Sydney Edmund Busher (19 December 1882 – 28 May 1953) was an English cricketer who played five first-class games, one for Surrey and four for Worcestershire. Of his 26 first-class wickets, 22 were bowled and four caught.

Although he had played in a minor match for Gentlemen of Surrey v Gentlemen of Netherlands at The Oval in August 1906, Busher's first-class debut did not come until April 1908, when he represented Surrey against Gentlemen of England cricket team at the same venue. Busher's maiden first-class victim was a highly illustrious one: he bowled the opposition captain W. G. Grace, who was making his final first-class appearance at the age of 59. Busher repeated this feat in the second innings, and finished with match figures of 7–92 as well as making 52 (his only fifty) as Surrey won by an innings.

In August of the same year, Busher made his debut for Worcestershire against Gloucestershire at Bristol, and in the second innings claimed what proved to be his career best figures of 6-63 (five of them bowled) to propel his county to an innings victory. In the other game he played that season, against Sussex (the only time he appeared at New Road), he picked up 5–78 in the first innings of a drawn match.

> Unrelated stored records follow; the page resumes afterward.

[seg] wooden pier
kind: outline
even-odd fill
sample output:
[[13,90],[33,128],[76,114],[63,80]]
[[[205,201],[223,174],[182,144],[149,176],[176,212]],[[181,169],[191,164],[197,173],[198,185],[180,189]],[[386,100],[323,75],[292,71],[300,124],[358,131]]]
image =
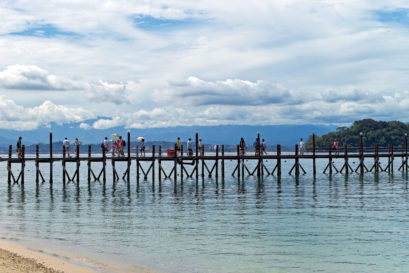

Busher did not play any cricket in 1909, but August of the following year he appeared twice more for Worcestershire, against Gloucestershire at Cheltenham and against Somerset at Taunton. Worcestershire lost the former match by an innings but won the latter by 295 runs. Busher himself also experienced mixed fortunes in these games: against Gloucestershire he could manage only one wicket, but after a wicketless first innings against Somerset he recorded 5–13 in the second; his last first-class wicket was that of wicket-keeper Arthur Newton.

Busher was born in Solihull; he later emigrated to Australia and died there aged 70 in Turramurra, a suburb of Sydney.

His brother Harold had one game for Warwickshire in 1908.